Kommentar zur Regierungserklärung

Kein Rückhalt: Söders Korsett ist zu eng geschnürt

21.7.2021, 18:14 Uhr
Markus Söder betont, wie wichtig der Klimaschutz sei. Er spricht von einem "Weckruf".

© Matthias Balk, dpa Markus Söder betont, wie wichtig der Klimaschutz sei. Er spricht von einem "Weckruf".

Markus Söder bettete seine Regierungserklärung in wuchtige, mahnende Worte. Und wer den Klimawandel nicht leugnet, sondern ernst nimmt, der konnte ihm bei seinen Appellen an die Vernunft kaum widersprechen. Die Menschheit muss umsteuern, will sie den nachfolgenden Generationen nicht einen Scherbenhaufen hinterlassen.

Doch das, was Söder als Lösungsansatz angeboten hat, ist überraschend dünn. Der CSU-Politiker zieht zwar schon wieder pompös die Klimaziele vor; Bayern soll nun bis 2040 klimaneutral wirtschaften. Wie er das aber erreichen will, lässt er weitgehend offen. Dafür dürfte es mehrere Gründe geben. Denn das Ziel ist mehr als ambitioniert. Wer es erreichen will, muss tatsächlich hart eingreifen, weit härter, als Söder das plant.

Verzerrtes Bild

Allein der Blick auf den Energieverbrauch zeigt, wohin die Reise gehen muss. Zwar produziert der Freistaat anteilig immer mehr erneuerbare Energien. Doch das Bild ist verzerrt. Denn mit jedem Abschalten eines Atomkraftwerks sinkt der Anteil des heimischen schmutzig produzierten Stroms zwangsläufig, steigt rein optisch im Verhältnis der grüne Strom. Der importierte Strom aber bleibt hier außen vor.


Bayern will 22 Milliarden in den Klimaschutz stecken


Aussagekräftiger ist deshalb, wie hoch der Anteil der Erneuerbaren an der verbrauchten Energie tatsächlich ist. Er lag 2019 bei knapp einem Fünftel. Will Söder wirklich das Land bis 2040 klimaneutral aufstellen, muss er weit mehr bieten als das, was er in seiner Regierungserklärung angekündigt hat. 500 neue Windkrafträder und ein paar neue Solaranlagen können kaum die fünffache Menge an erneuerbaren Energien produzieren.

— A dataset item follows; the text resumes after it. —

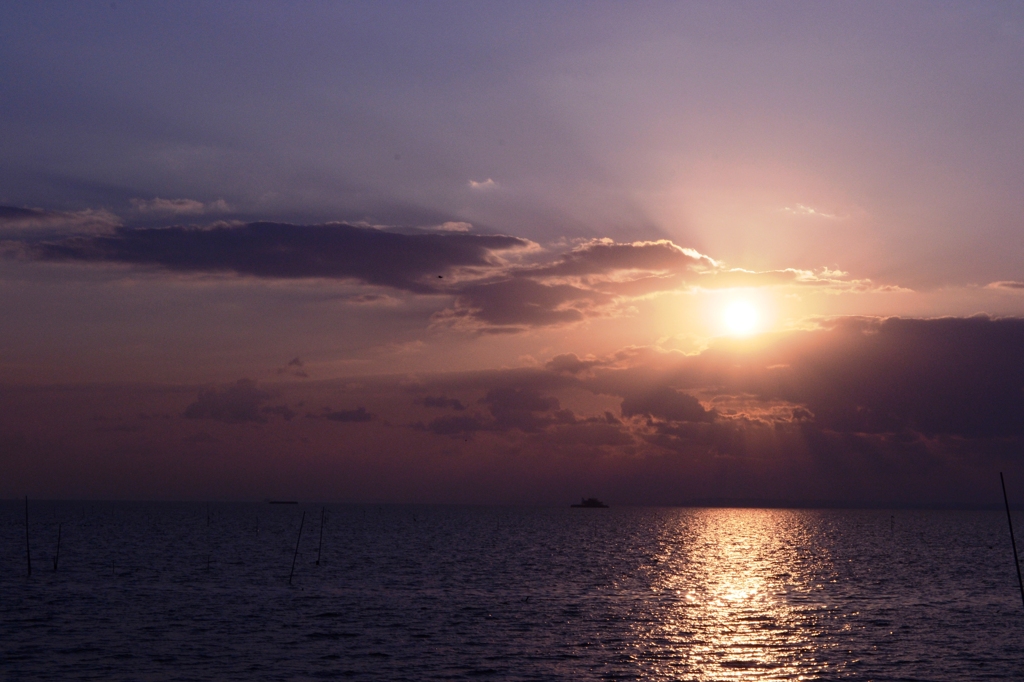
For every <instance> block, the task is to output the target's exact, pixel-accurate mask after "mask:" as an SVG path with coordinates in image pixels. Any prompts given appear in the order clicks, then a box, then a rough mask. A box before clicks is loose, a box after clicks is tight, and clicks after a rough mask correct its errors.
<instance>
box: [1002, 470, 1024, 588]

Söder dürfte das bekannt sein. Doch er ist gefangen in einer Koalition, in der sich Freie Wähler und CSU an den entscheidenden Stellen blockieren. Und er ist umgeben von CSU-Politikern, die den Klimawandel zwar sehen, die passenden Maßnahmen aber scheuen, weil sie es sich mit ihren Wählern und mit der Wirtschaft nicht verderben wollen. Es ist ein Korsett, das für Söder zu eng geschnürt ist. Dass er etwa bei den Solardächern jetzt Berlin um Hilfe bitten muss, lässt erahnen, wie beschränkt seine Autorität im Moment ist.

Hätte Söder an diesem Tag ernsthaft über den Klimaschutz diskutieren wollen, er hätte das Klimaschutzgesetz vorlegen müssen. Nicht seine wortreichen, aber letztlich inhaltsschwachen Ankündigungen sind die Leitplanken für den Klimaschutz; das Gesetz wird es sein.

Er konnte es nicht, weil die Regierenden zutiefst uneinig sind, wie der Fahrplan aussehen soll, wo die Ziele liegen und wie sie erreicht werden können. Darauf aber wird das Land noch eine Weile warten müssen. Söder aber hatte es eilig; er wollte im Bundestagswahlkampf unbedingt punkten bei Klimaschutz. Das ist ihm nicht gelungen. Er hätte wohl besser gewartet.